By Rabbi Ari Enkin, Rabbinic Director, United with Israel
This week’s Torah portion is “Nitzavim” (Deuteronomy 29:9–30:2), and at 40 verses and 553 words, it is the shortest Torah portion in the Torah.
One of the verses reads, “For you know how you lived in the Land of Egypt and how you travelled among nations whose countries you have passed through. You have seen their abominations and their detestable idols (“shikutzeihem” – “giluleihem”) of wood and stone, of silver and gold that were with them.”
This verse is a derogatory reference to the idols which the nations that the Jewish people wandered among had worshipped. Let’s look at the description of the idols in the original Hebrew: “shikutzeihem” or “sheketz” means “disgusting,” and “giluleihem” or “galal” is often used to describe human excrement.
It is noted that the verse begins by describing the idols with these extremely disdainful terms but then simply refers to them as “wood” and “stone” – not too bad. Finally, they are called “silver” and “gold.” Hmmm. That actually sounds pretty nice! Who wouldn’t want some extra silver and gold hanging around the house? What’s going on over here? Why do we have three “groupings” of terminology to describe idols: horrible, neutral, and good. Which is it?
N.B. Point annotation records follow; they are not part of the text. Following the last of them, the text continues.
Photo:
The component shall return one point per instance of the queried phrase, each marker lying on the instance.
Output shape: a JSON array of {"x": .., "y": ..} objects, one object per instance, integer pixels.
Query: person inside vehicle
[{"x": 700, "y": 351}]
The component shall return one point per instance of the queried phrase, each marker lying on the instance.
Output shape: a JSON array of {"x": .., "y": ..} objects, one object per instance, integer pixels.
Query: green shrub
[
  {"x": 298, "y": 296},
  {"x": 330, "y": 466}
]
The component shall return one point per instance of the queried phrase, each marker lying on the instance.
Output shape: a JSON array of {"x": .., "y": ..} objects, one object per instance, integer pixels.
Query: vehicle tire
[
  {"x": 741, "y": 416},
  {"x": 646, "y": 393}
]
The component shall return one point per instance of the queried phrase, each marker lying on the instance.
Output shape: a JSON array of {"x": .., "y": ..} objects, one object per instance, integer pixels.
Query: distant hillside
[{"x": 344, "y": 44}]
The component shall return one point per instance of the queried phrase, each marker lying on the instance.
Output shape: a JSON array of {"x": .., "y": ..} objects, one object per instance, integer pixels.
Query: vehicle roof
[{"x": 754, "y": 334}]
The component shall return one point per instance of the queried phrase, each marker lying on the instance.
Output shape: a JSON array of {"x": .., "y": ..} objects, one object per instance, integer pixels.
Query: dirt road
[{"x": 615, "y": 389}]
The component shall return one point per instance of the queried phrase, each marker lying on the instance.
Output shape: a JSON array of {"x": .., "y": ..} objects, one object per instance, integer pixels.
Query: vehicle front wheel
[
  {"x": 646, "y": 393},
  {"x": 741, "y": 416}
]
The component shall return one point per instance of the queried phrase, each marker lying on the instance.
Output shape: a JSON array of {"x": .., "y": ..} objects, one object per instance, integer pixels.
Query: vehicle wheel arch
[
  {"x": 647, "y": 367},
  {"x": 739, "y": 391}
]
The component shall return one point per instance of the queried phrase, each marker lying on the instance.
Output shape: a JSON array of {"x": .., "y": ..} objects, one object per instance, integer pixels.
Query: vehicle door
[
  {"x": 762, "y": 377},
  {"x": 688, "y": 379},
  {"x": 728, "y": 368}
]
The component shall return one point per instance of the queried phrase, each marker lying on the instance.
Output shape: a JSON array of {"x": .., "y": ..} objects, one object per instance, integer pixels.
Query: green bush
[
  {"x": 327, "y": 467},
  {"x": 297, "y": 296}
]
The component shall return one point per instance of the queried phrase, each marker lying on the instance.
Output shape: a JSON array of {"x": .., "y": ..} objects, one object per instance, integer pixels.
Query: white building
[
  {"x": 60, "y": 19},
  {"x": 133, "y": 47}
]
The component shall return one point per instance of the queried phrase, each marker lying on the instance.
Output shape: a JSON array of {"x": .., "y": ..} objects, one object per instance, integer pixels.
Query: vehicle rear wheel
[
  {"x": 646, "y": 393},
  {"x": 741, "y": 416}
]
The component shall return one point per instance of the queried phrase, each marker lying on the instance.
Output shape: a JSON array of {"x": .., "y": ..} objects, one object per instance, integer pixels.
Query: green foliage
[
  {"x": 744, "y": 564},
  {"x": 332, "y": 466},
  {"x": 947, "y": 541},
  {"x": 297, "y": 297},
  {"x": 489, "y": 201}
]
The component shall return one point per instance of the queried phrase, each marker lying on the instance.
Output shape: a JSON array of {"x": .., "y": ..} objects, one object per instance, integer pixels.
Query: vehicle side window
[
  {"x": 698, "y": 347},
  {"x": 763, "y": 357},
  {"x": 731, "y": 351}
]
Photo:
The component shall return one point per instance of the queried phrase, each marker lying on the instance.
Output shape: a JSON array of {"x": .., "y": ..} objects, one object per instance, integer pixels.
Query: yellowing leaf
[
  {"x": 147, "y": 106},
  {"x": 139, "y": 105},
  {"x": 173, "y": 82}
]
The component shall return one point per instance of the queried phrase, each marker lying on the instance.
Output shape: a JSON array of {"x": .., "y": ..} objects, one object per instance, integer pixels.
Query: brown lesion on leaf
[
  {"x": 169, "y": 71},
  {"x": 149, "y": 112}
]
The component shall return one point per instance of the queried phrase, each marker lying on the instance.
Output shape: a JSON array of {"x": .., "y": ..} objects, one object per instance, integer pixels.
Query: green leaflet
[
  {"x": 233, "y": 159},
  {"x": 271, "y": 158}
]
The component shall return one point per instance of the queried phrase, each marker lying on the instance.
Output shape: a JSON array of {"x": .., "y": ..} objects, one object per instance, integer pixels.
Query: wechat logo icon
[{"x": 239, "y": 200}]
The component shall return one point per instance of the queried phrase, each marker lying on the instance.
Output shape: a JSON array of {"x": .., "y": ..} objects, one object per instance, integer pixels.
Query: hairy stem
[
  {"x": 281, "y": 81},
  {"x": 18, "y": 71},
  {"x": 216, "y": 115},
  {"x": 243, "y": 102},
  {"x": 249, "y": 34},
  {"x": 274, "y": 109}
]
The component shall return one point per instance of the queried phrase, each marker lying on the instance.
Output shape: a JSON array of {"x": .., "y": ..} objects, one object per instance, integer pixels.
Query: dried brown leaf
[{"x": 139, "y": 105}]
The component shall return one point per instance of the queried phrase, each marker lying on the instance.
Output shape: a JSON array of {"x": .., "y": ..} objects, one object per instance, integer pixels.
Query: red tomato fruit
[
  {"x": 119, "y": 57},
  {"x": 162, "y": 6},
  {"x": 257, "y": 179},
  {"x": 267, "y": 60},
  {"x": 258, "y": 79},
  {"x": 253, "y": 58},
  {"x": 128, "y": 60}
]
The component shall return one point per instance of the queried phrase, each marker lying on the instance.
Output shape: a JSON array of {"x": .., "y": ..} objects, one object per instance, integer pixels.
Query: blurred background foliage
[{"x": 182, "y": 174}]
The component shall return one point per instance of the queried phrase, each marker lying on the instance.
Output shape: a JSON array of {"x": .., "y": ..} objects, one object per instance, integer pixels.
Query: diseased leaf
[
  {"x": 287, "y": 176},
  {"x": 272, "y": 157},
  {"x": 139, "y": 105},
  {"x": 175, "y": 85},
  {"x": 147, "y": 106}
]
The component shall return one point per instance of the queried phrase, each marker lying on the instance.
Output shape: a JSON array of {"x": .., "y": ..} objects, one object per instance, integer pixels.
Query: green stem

It is explained that this verse corresponds to the thinking of a sinner. When first seeing something bad or sinful, one is usually turned off by it, not interested, and maybe even disgusted. But sadly, we get used to sin. When we see people doing terrible things, it is usually only revolting the first few times. After awhile, we become somewhat immune to the immorality and all the “alternative” lifestyles all around us. No longer “excrement” but rather “neutral,” like “wood” and “stone.” And sometimes, sadly, these deviations become the norm.
Heck, sometimes people find themselves defending and supporting such craziness – “silver” and “gold.” Yes, more often than not, people get used to things. Even bad things.
This is exactly how the “yetzer hara,” the evil inclination, works. As the Talmud says, “This is the way of the evil inclination: Today it tells us to do this-and-that. Tomorrow it tells us to do some more of this-and-that. Eventually, we will find ourselves in idolatry and other terrible sins.” Sin is a slippery slope. Eventually a person rationalizes that which had originally been unthinkable.
The message is clear. We cannot allow ourselves to become accepting of the unacceptable or immune to spiritual diseases. Remember: if it was ever excrement, it always will be excrement.